公安省の上級幹部の支援を受けて、同2社は「諜報活動のため」としてホーチミン市とダナン市の地方自治体、そして同省の管理する複数の不動産を、時価を大きく下回る価格で取得し、国に1兆1600億VND(約56億円)の損失をもたらしたとされる。問題の資産は取得後に転売または営利目的の不動産開発に使用されていた。
ブー被告を「積極的に支援した」とされる諜報総局元副総局長のファン・フウ・トゥアン被告(男・64歳)、および同総局B61局元局長のグエン・フウ・バック被告(男・56歳)の2人は、いずれも禁固5年の判決を言い渡された。トゥアン被告とバック被告は別の事件でも禁固7年と同6年の判決をそれぞれ言い渡されている。

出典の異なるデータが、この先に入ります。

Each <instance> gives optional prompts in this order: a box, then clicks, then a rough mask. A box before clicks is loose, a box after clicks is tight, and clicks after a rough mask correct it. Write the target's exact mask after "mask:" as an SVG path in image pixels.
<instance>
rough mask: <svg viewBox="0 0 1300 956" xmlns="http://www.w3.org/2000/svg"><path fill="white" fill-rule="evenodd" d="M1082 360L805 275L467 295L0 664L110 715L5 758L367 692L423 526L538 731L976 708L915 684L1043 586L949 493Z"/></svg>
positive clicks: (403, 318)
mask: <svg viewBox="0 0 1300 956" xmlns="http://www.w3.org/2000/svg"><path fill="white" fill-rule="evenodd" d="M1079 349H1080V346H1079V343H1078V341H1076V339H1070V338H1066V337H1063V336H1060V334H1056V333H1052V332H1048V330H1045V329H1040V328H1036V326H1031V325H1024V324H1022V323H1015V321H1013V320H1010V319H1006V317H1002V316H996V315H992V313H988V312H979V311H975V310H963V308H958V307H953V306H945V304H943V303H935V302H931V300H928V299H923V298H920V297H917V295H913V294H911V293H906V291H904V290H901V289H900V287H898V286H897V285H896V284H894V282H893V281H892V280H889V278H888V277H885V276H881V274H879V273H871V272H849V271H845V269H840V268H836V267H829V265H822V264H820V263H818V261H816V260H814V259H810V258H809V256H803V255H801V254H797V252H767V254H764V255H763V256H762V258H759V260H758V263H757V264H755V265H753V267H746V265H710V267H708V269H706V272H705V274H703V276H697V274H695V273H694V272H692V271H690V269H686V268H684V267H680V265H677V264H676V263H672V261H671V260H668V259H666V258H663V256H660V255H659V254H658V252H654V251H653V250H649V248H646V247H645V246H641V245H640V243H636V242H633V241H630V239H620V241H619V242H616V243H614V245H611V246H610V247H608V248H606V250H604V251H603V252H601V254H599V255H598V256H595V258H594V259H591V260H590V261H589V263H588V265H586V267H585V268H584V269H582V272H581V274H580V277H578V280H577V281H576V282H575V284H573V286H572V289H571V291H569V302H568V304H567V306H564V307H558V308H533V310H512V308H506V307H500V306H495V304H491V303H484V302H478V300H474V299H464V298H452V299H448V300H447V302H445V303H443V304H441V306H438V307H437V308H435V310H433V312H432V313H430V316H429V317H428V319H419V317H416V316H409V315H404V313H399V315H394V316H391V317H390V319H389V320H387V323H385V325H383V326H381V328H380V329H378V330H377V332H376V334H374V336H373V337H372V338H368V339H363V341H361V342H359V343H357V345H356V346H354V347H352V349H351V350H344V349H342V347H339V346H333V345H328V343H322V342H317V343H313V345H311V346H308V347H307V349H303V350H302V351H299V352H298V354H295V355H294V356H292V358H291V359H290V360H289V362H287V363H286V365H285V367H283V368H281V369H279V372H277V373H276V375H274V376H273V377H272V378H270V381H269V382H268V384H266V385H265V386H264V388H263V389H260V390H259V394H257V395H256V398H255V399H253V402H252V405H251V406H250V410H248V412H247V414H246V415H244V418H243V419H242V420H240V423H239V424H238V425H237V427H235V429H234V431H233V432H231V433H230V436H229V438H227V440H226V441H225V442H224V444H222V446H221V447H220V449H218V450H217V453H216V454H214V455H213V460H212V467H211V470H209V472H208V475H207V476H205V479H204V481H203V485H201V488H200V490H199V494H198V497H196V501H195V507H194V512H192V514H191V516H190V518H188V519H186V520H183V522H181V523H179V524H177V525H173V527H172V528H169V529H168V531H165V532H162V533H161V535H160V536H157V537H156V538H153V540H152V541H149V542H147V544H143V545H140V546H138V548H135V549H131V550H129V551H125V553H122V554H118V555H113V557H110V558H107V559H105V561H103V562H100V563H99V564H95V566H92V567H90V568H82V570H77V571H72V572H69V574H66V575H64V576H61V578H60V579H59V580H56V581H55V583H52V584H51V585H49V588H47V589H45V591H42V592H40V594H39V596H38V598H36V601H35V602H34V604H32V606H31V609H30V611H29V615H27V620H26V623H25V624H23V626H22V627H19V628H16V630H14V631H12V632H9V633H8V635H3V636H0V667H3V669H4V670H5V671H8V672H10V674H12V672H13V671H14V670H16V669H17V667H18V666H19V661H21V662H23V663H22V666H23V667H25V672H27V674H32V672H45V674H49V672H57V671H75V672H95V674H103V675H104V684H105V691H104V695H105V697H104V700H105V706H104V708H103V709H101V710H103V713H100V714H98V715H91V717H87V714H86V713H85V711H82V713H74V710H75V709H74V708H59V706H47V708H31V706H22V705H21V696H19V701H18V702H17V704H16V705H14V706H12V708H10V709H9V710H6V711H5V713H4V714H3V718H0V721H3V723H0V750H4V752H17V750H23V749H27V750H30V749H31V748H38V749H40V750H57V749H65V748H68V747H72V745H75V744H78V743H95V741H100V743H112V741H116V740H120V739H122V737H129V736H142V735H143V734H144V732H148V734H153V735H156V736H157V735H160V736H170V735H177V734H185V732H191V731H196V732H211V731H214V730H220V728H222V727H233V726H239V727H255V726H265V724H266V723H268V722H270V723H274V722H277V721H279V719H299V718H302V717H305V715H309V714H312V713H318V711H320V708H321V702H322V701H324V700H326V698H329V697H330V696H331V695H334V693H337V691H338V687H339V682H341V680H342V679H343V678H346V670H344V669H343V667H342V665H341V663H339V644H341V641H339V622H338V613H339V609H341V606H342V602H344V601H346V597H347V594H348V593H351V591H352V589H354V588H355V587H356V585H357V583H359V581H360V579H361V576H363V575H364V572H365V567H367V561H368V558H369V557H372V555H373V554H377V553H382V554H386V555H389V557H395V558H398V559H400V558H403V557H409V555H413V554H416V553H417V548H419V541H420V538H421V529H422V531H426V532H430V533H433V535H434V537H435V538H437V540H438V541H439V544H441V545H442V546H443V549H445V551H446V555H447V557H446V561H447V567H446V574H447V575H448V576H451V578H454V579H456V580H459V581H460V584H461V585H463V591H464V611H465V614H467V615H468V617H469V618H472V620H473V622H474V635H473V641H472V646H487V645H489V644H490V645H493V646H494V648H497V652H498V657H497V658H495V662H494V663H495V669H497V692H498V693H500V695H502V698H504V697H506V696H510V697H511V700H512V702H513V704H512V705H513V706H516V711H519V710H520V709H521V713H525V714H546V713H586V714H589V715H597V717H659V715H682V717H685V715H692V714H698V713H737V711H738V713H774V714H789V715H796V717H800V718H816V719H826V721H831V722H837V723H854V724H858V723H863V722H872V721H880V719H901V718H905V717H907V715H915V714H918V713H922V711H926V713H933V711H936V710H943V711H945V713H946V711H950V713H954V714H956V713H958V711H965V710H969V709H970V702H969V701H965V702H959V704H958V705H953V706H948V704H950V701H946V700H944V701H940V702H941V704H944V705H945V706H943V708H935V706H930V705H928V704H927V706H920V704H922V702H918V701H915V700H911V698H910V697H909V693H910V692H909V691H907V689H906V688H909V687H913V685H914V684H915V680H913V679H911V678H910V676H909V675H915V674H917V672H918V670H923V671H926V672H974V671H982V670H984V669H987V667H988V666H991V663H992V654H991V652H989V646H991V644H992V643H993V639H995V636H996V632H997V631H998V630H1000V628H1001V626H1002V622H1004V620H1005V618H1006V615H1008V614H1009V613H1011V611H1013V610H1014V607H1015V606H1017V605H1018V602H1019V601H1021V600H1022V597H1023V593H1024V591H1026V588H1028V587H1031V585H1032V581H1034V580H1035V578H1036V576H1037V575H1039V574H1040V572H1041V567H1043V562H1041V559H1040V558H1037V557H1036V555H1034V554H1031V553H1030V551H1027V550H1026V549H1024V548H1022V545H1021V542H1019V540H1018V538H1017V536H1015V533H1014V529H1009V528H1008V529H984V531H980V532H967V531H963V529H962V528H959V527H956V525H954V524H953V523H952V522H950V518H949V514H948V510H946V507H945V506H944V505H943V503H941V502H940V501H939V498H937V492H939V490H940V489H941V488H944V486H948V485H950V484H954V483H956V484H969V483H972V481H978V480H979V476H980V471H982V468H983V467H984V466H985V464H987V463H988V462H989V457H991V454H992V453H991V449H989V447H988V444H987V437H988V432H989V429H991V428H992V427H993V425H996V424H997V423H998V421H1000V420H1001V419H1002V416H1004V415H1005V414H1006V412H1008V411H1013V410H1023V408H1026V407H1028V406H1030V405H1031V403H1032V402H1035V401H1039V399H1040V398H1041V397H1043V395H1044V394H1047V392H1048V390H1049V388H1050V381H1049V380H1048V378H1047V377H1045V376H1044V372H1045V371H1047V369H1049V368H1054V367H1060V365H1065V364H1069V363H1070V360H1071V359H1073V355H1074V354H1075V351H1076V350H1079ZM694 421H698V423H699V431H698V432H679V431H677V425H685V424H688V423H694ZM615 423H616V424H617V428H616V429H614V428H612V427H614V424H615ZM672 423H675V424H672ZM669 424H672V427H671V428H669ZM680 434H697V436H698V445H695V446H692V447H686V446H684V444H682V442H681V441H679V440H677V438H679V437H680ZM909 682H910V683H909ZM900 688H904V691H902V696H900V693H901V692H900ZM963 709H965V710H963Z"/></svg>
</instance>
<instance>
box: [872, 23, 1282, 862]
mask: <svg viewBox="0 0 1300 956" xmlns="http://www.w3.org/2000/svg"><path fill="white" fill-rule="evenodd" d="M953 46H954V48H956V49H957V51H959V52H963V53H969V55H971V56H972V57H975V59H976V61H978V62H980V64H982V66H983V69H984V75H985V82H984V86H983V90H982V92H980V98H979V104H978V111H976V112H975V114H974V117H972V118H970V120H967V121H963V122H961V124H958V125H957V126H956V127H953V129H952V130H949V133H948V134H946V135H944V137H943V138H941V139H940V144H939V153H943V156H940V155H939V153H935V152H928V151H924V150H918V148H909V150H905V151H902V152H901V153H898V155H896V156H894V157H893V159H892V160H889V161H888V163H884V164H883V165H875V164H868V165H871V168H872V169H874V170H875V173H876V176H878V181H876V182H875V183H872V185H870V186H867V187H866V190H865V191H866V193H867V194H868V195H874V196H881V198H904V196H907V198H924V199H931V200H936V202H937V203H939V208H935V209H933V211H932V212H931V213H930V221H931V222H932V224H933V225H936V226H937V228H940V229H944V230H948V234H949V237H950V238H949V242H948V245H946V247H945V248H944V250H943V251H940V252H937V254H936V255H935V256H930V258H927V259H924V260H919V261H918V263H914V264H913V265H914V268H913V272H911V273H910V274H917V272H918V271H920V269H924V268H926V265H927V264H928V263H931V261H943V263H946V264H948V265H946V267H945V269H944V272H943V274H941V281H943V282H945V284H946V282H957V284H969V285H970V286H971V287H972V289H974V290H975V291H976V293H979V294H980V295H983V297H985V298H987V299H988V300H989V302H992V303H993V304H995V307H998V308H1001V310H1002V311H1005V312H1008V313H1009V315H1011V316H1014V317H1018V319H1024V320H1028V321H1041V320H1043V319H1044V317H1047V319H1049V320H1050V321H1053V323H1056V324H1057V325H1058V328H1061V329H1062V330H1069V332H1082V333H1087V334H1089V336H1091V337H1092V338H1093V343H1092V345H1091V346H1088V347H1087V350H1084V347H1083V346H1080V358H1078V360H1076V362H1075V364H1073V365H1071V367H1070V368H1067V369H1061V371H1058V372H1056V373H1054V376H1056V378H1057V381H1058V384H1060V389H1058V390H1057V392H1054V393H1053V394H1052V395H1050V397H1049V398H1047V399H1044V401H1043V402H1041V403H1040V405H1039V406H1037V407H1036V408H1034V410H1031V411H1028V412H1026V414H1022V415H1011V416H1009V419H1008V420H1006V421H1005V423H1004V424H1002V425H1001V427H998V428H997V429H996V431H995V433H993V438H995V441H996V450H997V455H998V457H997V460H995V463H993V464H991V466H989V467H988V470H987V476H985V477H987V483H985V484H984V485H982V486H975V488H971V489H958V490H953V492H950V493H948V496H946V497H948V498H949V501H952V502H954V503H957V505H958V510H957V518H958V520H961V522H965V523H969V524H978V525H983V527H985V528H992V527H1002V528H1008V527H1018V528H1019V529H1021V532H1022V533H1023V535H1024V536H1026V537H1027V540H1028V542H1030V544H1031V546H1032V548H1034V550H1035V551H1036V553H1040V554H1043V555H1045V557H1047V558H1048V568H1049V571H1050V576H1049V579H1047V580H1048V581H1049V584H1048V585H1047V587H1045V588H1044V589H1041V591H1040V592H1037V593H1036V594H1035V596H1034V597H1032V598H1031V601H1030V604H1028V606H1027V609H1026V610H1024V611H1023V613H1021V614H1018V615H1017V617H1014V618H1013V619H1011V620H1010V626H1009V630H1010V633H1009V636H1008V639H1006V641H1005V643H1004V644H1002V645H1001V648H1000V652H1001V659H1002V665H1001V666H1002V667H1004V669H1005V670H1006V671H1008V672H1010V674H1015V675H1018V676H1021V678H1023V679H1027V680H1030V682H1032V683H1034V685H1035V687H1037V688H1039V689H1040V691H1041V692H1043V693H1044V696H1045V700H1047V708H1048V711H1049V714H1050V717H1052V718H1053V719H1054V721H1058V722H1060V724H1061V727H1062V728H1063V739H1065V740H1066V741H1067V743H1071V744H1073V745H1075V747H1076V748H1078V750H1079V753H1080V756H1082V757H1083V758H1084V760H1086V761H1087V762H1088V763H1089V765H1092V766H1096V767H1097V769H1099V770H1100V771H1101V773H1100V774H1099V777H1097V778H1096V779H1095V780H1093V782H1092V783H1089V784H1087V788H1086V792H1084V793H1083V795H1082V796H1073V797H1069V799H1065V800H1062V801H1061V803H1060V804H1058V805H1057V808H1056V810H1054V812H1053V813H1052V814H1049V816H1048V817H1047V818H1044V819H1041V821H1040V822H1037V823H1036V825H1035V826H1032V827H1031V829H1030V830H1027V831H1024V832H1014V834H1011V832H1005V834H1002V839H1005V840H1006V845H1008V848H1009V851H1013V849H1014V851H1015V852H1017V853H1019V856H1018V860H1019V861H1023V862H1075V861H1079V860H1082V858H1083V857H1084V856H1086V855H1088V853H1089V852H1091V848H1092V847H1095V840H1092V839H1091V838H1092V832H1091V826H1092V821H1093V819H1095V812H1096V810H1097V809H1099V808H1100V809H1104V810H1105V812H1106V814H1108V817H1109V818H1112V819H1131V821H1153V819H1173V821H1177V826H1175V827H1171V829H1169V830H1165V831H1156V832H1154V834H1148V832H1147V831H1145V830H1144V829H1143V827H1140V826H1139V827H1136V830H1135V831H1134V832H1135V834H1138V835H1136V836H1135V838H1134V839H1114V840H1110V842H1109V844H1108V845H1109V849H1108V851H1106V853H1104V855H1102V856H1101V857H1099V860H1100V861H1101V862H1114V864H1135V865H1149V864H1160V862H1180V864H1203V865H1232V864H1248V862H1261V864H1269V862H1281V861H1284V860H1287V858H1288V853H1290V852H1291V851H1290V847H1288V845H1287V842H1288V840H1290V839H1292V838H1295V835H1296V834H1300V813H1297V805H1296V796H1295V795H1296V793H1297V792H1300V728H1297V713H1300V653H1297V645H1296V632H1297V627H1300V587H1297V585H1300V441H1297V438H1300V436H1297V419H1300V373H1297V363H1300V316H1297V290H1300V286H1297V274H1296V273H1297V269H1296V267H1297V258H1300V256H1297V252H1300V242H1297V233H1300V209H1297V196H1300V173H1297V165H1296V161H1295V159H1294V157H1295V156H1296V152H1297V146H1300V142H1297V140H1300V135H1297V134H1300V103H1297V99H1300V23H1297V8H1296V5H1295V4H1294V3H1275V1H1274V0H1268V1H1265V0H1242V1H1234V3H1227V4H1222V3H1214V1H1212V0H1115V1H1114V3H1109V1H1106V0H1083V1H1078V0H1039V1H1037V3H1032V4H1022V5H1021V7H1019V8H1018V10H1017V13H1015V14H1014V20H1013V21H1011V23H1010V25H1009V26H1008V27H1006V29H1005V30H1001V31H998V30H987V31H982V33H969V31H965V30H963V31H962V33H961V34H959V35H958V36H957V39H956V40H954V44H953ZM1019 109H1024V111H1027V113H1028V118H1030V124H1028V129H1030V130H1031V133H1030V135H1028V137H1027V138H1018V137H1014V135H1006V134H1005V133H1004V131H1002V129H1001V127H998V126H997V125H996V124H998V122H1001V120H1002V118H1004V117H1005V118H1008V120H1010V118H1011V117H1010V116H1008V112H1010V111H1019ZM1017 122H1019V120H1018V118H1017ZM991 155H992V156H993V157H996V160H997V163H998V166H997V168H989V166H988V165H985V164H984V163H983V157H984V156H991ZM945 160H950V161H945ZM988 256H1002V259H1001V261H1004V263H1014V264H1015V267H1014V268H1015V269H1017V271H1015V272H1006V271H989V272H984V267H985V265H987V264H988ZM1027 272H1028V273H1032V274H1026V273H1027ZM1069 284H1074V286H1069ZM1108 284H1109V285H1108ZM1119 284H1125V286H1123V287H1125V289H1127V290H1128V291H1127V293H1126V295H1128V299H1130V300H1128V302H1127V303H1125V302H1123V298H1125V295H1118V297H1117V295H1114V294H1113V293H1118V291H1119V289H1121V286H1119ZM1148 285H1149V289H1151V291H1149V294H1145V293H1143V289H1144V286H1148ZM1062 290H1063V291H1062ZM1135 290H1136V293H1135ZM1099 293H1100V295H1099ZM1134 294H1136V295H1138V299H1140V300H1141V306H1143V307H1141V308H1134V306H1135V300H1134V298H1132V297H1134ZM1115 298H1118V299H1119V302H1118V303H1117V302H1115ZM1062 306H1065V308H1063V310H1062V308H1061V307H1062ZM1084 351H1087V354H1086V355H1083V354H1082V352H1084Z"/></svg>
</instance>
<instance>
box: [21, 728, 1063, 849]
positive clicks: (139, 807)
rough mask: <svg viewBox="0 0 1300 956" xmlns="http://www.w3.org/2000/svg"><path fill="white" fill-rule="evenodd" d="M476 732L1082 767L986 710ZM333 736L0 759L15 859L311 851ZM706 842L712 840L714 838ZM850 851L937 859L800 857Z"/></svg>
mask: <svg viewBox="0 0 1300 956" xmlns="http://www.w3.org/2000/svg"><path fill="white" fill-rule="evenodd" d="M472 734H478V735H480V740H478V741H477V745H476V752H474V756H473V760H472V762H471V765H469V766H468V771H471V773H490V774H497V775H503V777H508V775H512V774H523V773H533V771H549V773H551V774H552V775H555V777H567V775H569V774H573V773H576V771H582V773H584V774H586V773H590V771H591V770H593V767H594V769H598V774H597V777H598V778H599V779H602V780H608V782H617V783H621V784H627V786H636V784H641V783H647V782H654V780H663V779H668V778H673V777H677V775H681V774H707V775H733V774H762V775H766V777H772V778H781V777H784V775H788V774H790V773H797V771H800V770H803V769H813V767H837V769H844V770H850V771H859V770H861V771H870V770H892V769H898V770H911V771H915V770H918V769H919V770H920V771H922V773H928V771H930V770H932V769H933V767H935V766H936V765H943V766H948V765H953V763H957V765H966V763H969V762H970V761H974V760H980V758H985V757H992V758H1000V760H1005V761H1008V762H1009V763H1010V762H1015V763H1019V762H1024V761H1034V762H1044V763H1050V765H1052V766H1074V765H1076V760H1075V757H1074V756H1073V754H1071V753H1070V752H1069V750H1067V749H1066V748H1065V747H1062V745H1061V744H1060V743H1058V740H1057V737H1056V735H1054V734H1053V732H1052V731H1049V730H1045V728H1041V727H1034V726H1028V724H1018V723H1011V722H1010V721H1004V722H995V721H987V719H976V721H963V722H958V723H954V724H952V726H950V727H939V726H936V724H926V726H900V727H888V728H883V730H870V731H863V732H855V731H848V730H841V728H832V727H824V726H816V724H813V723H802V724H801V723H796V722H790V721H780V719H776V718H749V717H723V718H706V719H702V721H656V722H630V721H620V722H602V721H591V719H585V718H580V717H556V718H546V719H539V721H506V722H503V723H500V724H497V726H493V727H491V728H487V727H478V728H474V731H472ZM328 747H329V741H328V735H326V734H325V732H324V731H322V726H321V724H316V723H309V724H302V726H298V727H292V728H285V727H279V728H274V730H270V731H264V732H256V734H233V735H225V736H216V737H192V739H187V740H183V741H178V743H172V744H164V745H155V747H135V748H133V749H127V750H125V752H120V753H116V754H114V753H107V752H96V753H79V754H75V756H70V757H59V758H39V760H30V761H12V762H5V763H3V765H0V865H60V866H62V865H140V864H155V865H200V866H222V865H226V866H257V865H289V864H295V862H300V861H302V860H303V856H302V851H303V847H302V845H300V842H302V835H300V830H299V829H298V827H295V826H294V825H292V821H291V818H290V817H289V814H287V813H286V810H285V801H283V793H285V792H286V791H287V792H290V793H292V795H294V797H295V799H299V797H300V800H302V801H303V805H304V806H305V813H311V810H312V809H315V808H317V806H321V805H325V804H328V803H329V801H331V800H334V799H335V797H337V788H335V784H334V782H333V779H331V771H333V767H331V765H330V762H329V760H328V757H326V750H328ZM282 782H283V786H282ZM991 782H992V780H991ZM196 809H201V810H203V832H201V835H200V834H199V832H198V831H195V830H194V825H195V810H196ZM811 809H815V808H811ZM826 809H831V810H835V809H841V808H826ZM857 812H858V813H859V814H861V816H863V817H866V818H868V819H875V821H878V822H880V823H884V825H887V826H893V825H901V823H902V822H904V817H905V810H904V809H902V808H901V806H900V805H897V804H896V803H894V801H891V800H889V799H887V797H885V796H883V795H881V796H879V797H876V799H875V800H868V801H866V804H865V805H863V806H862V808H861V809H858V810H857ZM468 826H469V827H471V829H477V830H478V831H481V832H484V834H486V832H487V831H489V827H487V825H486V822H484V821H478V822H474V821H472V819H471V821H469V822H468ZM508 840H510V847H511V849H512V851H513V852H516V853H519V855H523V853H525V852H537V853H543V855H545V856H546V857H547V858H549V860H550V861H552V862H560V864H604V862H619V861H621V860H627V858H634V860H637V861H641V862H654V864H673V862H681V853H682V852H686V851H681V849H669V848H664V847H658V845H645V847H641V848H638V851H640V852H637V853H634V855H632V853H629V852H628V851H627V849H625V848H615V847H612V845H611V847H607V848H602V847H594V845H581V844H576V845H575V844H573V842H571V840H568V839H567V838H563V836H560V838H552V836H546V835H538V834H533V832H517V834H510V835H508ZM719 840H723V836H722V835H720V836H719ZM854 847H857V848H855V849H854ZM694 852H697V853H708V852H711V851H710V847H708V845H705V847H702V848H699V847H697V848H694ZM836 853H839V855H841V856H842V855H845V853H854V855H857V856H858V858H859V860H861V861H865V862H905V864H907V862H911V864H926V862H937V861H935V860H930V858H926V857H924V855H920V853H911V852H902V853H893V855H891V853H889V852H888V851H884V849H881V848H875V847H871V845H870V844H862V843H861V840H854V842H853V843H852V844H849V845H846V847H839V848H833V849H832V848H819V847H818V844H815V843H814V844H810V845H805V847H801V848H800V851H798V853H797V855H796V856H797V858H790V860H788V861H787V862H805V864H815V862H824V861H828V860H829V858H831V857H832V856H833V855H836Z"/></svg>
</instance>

また、諜報総局元総局長(2009年~2011年)・公安省元次官(2011年~2016年)のチャン・ベト・タン被告(男・64歳)、同省元次官(2014年~2018年)のブイ・バン・タイン被告(男・61歳)の2人は「責任を果たさず甚大な被害をもたらした罪」に問われ、禁固3年、禁固30か月の判決をそれぞれ言い渡された。
同2社が違法に取得した不動産について、ハノイ市人民裁判所は被害克服のため7件の没収を決定した。ホーチミン市1区ティーサック通り(Thi Sach)にある土地については、既にマンションが建設中で物件購入者からも代金を受け取り済みのため、物件購入者の権利を保護し紛争を回避するため建設の継続を認めた。
なお、公安省上級幹部の支援を受けてブー被告は、事件摘発直前の2017年12月に違法パスポートで海外に逃亡したが、国際指名手配されて2018年1月にシンガポール当局に身柄を拘束され、その後ベトナム当局に移された。